Entre eles estavam os candidatos presidenciais de 2024. Mondlane, que alegou que as eleições foram fraudadas, era pastor assistente no Ministério Divina Esperança, uma megaigreja pentecostal africana sediada em Maputo. Durante a campanha eleitoral, Chapo, agora o novo presidente, postou nas redes sociais uma foto sua em posição de oração, acompanhado de uma bênção a Deus pelo país e uma canção de louvor da cantora brasileira Gabriela Rocha.

A maioria das igrejas moçambicanas e líderes cristãos evitaram tomar posições sobre a controvérsia eleitoral, mesmo quando tiveram membros que participaram das manifestações em massa a favor de Mondlane. Uma exceção foi Noemia Cessito, uma missionária brasileira convidada para a posse pela nova primeira-dama, Gueta Chapo, que foi batizada pelo marido, pastor Jeronimo Cessito. 
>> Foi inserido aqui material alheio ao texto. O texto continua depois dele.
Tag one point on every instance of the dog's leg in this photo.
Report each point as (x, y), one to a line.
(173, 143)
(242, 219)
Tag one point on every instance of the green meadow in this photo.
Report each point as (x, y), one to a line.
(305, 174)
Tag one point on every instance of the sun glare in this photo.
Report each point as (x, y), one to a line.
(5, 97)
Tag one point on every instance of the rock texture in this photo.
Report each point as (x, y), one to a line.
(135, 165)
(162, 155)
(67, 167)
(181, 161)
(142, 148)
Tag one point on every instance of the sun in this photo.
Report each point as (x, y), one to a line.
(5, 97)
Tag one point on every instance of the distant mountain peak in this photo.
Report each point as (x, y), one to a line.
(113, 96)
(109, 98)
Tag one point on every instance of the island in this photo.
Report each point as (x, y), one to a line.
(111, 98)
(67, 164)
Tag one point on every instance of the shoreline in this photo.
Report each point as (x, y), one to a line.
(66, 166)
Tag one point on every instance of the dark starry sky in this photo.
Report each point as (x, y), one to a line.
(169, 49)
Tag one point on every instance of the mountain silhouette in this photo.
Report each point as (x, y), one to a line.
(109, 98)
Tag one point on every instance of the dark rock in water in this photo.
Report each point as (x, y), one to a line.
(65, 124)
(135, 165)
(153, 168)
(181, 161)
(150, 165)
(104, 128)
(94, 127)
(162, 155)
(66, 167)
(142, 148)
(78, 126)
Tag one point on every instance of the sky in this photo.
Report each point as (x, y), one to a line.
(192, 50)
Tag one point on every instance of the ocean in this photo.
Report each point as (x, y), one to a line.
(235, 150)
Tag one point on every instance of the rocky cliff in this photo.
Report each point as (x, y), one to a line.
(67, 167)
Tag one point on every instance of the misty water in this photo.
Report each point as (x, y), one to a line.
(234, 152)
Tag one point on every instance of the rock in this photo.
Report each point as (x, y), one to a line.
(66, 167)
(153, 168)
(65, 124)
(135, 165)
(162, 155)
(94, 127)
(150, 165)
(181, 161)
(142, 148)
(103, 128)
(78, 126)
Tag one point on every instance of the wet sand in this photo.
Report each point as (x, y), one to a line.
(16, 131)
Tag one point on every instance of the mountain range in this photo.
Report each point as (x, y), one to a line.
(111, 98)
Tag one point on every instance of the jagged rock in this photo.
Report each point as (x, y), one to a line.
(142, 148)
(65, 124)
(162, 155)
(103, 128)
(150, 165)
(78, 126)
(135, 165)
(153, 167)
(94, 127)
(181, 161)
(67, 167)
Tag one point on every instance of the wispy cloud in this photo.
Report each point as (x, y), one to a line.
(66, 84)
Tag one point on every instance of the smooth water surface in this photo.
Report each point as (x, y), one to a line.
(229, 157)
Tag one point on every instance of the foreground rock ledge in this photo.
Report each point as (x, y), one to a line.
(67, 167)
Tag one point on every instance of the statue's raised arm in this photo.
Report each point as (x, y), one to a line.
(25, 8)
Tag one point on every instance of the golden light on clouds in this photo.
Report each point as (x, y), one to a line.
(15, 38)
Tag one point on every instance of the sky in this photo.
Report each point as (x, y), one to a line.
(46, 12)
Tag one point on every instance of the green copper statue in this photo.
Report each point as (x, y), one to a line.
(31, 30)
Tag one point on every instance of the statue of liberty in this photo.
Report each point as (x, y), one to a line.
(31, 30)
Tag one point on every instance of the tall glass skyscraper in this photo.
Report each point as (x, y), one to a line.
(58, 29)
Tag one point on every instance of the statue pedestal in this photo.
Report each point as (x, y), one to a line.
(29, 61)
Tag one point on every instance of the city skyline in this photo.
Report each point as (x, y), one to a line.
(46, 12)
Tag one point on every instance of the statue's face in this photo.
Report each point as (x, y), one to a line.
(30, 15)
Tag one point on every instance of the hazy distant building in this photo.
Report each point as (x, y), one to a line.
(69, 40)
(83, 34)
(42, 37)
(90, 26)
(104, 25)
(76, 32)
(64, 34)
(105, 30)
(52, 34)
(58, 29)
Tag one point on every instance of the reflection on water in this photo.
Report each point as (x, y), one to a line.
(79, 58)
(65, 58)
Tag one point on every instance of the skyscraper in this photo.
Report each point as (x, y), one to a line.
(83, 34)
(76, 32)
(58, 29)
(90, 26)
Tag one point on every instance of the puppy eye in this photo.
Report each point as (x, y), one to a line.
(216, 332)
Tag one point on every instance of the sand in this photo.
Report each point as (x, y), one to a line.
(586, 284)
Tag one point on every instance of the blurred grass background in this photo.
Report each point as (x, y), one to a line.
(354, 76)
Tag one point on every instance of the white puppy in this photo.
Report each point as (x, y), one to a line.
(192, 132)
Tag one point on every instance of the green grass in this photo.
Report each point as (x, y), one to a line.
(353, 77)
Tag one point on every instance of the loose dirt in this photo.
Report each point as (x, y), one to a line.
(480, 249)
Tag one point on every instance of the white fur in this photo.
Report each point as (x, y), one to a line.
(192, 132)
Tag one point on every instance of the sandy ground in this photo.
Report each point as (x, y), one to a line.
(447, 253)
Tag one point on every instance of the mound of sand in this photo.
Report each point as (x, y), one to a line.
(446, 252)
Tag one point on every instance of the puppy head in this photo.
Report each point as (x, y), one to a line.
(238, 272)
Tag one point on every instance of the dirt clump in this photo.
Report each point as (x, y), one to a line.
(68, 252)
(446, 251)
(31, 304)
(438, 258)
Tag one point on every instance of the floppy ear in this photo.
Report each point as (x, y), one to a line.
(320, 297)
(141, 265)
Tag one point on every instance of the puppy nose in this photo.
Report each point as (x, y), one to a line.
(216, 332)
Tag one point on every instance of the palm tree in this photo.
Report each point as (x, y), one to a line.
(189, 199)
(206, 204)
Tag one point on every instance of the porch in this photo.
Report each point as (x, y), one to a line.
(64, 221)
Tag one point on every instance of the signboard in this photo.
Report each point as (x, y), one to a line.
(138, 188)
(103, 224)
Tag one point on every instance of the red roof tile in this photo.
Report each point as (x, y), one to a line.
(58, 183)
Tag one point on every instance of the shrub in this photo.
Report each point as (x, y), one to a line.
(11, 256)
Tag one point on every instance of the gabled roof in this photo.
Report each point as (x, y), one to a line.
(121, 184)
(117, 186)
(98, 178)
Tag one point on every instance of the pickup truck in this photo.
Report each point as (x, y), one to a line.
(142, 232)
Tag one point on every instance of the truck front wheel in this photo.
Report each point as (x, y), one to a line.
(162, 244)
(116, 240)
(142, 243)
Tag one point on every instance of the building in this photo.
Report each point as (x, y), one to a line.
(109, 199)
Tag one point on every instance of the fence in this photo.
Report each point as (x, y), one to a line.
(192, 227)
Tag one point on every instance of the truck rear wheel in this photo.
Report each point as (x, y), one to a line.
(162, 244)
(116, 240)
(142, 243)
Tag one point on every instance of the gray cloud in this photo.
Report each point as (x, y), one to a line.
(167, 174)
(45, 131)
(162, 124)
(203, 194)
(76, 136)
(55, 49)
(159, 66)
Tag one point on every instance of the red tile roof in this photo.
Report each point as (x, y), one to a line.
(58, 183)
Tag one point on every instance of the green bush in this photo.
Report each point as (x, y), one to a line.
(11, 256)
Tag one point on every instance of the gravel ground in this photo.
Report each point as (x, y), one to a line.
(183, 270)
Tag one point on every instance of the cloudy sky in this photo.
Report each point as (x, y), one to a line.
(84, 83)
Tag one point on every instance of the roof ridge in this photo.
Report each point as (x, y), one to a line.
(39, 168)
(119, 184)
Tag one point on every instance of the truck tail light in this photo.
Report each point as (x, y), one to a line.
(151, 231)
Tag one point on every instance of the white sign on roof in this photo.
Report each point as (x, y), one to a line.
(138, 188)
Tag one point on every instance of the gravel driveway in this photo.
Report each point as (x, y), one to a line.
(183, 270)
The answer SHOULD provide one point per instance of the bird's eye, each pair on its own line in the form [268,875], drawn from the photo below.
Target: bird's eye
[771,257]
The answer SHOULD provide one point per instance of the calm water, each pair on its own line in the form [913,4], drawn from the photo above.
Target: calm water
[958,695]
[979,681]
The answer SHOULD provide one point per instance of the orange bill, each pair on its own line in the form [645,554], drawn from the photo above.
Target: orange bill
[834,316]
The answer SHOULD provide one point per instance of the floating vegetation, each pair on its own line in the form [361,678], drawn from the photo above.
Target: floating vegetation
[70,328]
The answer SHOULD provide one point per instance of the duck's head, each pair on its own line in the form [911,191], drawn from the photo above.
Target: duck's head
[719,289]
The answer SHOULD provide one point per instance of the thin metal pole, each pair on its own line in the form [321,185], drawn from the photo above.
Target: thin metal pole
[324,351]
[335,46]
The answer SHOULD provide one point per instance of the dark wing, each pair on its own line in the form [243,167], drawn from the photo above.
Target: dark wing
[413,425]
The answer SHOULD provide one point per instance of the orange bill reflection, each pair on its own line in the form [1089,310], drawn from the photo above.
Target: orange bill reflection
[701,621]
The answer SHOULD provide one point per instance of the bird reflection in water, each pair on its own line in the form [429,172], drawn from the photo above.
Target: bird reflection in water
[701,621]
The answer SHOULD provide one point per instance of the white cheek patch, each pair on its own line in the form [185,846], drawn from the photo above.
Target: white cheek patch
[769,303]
Nos 40 anos de Cessito em Moçambique, ela viveu a guerra civil e testemunhou os esforços de paz do país. Ela simpatizou com os moçambicanos frustrados com suas circunstâncias. 

“As pessoas não aceitam as altas taxas de desemprego. Os jovens querem estudar e perceberam que podem protestar”, disse ela. 

Durante a manhã da véspera de Natal, Cessito foi à sua igreja em Dondo, um subúrbio de Beira, para um ensaio para os adolescentes que participariam do culto noturno. As manifestações começaram logo após o término do ensaio e, quando ela saiu, os manifestantes já tinham fechado a estrada que leva à sua casa. Cessito só chegou em casa depois de dirigir fora da estrada e caminhar pela floresta.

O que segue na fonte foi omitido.